One of the most popular — and dangerous — draft strategies in triple-Battle for Zendikar was the feared White-Black Lifegain strategy. It seems innocuous at first because, after all, who’s scared of a 1/2 for two mana? It turns out, when that 1/2 is Kalastria Healer, pretty much everyone.
The strategy was less obvious than many of its contemporaries, driven by Devoid synergies or the landfall mechanic. In fact, many of the cards in the white-black deck could also be used in other decks, so the necessary pieces wouldn’t always come together.
But when they did, the deck was a thing of a beauty. Boards full of Kalastria Healer — the lynchpin of the plan — alongside other synergistic cards like Serene Steward or Stone Haven Medic put up the defenses very quickly, and things would slowly snowball out of control thanks to things like Angel of Renewal, Vampiric Rites or Bloodbond Vampire.

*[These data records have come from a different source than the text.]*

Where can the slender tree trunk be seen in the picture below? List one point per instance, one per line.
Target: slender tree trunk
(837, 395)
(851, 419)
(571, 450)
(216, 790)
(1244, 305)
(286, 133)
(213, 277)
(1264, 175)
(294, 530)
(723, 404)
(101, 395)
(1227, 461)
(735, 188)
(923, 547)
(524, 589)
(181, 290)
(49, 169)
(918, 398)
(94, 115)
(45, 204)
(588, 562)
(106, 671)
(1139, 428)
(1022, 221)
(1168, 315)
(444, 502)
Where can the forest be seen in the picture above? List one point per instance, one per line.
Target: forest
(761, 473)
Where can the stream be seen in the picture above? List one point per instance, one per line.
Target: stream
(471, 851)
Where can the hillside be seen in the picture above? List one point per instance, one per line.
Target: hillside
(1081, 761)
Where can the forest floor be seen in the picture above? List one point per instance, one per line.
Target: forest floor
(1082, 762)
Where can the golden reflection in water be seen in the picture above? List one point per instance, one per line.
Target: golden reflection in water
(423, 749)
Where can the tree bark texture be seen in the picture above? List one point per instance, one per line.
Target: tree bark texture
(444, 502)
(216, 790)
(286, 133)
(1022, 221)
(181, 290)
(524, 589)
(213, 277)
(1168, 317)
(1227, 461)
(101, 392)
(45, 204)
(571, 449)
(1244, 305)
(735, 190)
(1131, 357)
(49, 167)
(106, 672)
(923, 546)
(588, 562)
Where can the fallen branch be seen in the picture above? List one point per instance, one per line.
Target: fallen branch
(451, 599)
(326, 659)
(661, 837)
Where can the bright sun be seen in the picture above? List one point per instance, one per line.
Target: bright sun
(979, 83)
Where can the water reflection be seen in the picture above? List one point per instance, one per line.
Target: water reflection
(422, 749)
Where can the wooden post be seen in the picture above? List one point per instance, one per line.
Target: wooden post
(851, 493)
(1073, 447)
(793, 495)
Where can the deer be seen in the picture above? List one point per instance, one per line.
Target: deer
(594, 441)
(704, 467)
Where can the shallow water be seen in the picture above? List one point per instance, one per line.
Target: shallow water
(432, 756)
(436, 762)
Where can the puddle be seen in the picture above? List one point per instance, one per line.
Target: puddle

As strong as the archetype was in Battle for Zendikar, all bets were off once Oath of the Gatewatch hit the scene. With only one pack to find your critical Kalastria Healers, would the archetype be able to survive the new additions?
A quick walk around the top tables at Grand Prix Mexico City says that the answer is a resounding “yes.”
With two packs of Oath of the Gatewatch in every draft, it falls to the new cards to carry the archetype, and there are some more than reasonable replacements, or as the case usually ends up being, additions to those core cards from Battle for Zendikar.
Enter Ondu War Cleric. Not only is it a passable Grizzly Bear in battle, it fills a similar role to Stone Haven Medic, with the downside of needing another creature but the upside of not costing mana. It’s the most common two-mana play for the new iteration of the deck, and one that is already filling opponents with dread at what’s to come.
While Ondu War Cleric may be the backbone, there are plenty more hits to round out the deck. Another common in Spawnbinder Mage locks down the board through both its Cohort ability as well as its 2/4 body, putting up the defenses long enough for the deck’s synergy to really take off.
Malakir Soothsayer is that payoff. It has teamed up with Vampire Envoy all weekend to “effectively” draw a card for free, with the Envoy’s lifegain trigger offsetting the Soothsayer’s downside, while also triggering the rest of the deck’s lifegain-based abilities.
Those abilities include Cliffhaven Vampire, which fulfills a similar role to Drana's Emissary in Battle for Zendikar, with the benefit of having a much larger body, one that is again ideal for blocking and slowing down the game.
“It’s definitely one of the decks to look out for, and strong when you can get it,” Pro Tour Dragons of Tarkir champion Martin Dang said as he prepared to draft in the Top 8 of the tournament. “This format is much slower, and the lifegain deck is very good at going late in the game.”
It’s too early to tell where exactly the white-black plan fits in the pantheon of Oath of the Gatewatch strategies, but after six draft rounds on Sunday at Grand Prix Mexico City, it’s definitely a contender.